I remember the ease with which I moved through the city's mute, lush-white contours, and for three or four hours it seemed as if the city were mine alone. Traveling through intersections, I murmured the street names to myself, transforming them into entities of my own making as I slowly glided by. I thought of Robert Frost straining to read against the wind and cold during Kennedy's swearing-in: The land was ours before we were the land's.

I never saw the girl again. And what the man recalls of the boy of midcentury is his standing under a streetlight with her as he was about to head back, plotting his course as he stared out over the muffled roads. I remember the mixture of affection, awe and expectation in her eyes, the translucence and trust in her upturned face, wet with thick flakes. The scent of her schoolgirl perfume has stayed with me, as has the feel and smell of her coat, the wool glazed with falling snow.

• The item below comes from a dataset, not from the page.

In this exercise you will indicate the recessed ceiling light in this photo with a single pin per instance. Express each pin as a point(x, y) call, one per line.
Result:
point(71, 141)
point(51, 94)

I can still picture that snow, illumined by streetlight, and the way the light bathed her features. And even now the sweet chill of her cheek and the moist warmth of her lips comes back, the imprint of her body persistent, pressed with all the clumsiness of youth against me, her sighs continuous with the exhalations of passing years.

Whatever has become of her, I wonder if she suspects that on that snowbound night in 1961 she saw me as clearly as anyone ever has. In the solitary hush of that stormy winter when the blood quickened and the spirit made its first wagers, I wonder if she surmised that she was witness to my full intent to commence my quest, and if she knew what I couldn't yet imagine, that all roads lead you home.